- n. 踢悬空球；平底船；下赌注者
- vt. 推掉工作; 踢悬空球
- vi. 弃踢；撒手不干；乘方头平底船；下赌注
- n. (Punt)人名；(南非)蓬特
- punt: English has three separate words punt. The oldest is punt ‘flat-bottomed boat’ , which comes via Middle Low German punte or punto from Latin pontō, a term for a sort of Gaulish boat which also produced English pontoon. Punt ‘bet’  (better known in the form of the agent noun punter ‘better’, hence ‘customer’) comes from French ponter, a derivative of ponte ‘bet against the banker in certain card games’.
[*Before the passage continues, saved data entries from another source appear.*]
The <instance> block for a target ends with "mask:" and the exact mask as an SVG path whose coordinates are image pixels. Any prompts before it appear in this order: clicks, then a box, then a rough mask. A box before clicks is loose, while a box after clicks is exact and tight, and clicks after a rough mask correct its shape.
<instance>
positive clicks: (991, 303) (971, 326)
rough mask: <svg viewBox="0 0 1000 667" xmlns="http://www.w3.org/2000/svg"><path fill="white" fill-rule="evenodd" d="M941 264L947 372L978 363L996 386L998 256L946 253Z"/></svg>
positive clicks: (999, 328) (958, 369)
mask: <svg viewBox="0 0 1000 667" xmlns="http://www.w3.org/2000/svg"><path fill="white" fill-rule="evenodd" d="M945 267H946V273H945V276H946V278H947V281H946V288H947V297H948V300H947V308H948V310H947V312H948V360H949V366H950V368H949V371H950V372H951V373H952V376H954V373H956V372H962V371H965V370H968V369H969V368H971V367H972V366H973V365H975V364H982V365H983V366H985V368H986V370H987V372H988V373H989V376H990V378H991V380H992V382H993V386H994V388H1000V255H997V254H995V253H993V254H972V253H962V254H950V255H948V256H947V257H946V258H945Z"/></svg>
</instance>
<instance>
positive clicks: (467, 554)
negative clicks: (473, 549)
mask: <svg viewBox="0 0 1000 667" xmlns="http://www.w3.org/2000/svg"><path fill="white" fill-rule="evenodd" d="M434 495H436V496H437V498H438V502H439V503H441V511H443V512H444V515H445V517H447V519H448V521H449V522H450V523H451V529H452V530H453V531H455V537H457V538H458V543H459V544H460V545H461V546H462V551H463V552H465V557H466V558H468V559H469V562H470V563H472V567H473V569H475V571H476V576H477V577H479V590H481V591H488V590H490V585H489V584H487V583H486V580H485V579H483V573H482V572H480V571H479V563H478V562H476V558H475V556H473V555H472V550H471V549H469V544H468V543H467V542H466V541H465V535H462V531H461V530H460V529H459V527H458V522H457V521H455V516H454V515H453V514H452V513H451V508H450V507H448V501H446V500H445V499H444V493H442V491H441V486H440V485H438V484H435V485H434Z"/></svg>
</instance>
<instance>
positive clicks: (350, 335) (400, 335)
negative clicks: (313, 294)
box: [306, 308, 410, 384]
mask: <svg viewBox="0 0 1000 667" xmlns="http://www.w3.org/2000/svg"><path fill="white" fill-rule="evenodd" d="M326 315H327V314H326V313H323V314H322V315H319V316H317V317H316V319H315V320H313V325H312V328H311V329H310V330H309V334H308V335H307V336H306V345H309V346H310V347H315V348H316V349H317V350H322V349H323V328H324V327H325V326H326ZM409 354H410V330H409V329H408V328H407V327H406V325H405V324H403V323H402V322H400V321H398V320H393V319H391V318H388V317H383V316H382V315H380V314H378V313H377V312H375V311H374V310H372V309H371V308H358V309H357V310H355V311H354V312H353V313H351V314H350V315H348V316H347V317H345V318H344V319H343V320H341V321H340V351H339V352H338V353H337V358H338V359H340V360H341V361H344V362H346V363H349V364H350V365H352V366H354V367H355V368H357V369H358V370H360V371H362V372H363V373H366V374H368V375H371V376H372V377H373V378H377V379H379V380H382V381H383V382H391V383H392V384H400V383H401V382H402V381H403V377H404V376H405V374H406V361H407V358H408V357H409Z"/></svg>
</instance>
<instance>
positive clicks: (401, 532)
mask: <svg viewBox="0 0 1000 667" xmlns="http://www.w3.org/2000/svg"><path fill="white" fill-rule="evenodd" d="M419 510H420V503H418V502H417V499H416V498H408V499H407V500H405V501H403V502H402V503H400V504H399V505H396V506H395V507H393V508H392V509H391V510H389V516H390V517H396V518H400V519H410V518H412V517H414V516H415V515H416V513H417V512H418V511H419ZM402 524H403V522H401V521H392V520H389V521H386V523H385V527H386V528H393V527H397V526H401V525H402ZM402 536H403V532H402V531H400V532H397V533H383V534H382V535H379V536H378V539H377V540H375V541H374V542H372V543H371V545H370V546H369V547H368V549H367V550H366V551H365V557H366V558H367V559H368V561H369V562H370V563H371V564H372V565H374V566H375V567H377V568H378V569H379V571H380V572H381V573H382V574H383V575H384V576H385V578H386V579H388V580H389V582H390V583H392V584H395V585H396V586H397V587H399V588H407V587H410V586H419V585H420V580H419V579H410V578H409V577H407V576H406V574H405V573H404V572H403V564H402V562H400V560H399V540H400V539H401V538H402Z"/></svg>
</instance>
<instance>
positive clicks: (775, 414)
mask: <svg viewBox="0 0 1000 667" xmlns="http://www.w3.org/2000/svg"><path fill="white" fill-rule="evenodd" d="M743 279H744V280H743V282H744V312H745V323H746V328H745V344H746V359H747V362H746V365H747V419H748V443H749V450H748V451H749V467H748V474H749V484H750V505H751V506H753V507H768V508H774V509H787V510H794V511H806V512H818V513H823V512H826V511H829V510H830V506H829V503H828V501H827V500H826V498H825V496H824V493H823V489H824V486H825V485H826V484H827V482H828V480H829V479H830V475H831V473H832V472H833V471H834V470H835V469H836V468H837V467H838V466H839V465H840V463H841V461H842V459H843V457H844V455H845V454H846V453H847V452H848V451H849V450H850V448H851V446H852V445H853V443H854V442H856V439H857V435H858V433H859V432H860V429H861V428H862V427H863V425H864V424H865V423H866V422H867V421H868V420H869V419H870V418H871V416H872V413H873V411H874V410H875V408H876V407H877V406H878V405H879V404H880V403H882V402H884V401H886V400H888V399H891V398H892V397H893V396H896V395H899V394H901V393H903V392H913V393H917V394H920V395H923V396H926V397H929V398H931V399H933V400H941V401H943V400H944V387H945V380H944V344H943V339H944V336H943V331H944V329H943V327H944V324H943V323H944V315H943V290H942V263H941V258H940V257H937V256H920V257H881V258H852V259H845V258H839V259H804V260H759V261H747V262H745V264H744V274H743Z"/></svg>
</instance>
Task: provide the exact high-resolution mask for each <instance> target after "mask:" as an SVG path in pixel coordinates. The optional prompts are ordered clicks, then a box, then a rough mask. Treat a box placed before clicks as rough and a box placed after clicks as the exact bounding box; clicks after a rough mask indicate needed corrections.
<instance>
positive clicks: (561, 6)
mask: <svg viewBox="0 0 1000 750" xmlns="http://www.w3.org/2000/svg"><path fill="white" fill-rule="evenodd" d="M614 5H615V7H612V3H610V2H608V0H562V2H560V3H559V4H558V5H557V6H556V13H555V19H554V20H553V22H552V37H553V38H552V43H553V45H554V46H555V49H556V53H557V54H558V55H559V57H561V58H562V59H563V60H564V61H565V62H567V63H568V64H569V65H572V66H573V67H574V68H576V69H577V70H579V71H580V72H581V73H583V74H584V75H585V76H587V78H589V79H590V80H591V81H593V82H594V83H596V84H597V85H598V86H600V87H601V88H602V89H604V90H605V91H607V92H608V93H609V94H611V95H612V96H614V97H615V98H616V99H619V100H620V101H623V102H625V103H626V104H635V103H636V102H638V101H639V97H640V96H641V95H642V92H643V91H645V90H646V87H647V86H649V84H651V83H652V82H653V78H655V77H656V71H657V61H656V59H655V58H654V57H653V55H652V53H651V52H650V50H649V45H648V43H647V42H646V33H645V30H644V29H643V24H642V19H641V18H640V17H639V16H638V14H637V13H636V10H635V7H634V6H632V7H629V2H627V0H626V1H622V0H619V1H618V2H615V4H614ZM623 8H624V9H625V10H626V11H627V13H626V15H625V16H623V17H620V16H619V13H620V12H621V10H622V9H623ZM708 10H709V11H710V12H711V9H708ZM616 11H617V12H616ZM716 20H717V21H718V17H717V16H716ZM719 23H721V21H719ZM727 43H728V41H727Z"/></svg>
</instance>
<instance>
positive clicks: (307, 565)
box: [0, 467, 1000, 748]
This was adapted from Spanish punto ‘point’, a descendant of Latin punctum (source of English point). Punt ‘kick’  may be a variant of bunt ‘push’  (now used as a baseball term, meaning ‘hit the ball softly’); this could in turn be an alteration of butt, but it might also come from a Celtic source, related to Breton bounta ‘butt’.
=> pontoon; point, punctuation
- punt (n.1)
- "kick," 1845; see punt (v.).
- punt (n.2)
- "flat-bottomed river boat," late Old English punt, perhaps an ancient survival of British Latin ponto "flat-bottomed boat" (see OED), a kind of Gallic transport (Caesar), also "floating bridge" (Gellius), from Latin pontem (nominative pons) "bridge" (see pontoon). Or from or influenced by Old French cognate pont "large, flat boat."
- punt (v.)
- "to kick a ball dropped from the hands before it hits the ground," 1845, first in a Rugby list of football rules, perhaps from dialectal punt "to push, strike," alteration of Midlands dialect bunt "to push, butt with the head," of unknown origin, perhaps echoic. Student slang meaning "give up, drop a course so as not to fail," 1970s, is because a U.S. football team punts when it cannot advance the ball. Related: Punted; punting.
- 1. The investment is little more than a punt.
- 2. The referee told him to punt or kick the ball off the ground.
- 3. He caught a punt and scored the winning touchdown, with a minute left to play.
- 4. She soon learned to punt.
- 5. Never punt a gnome without due cause.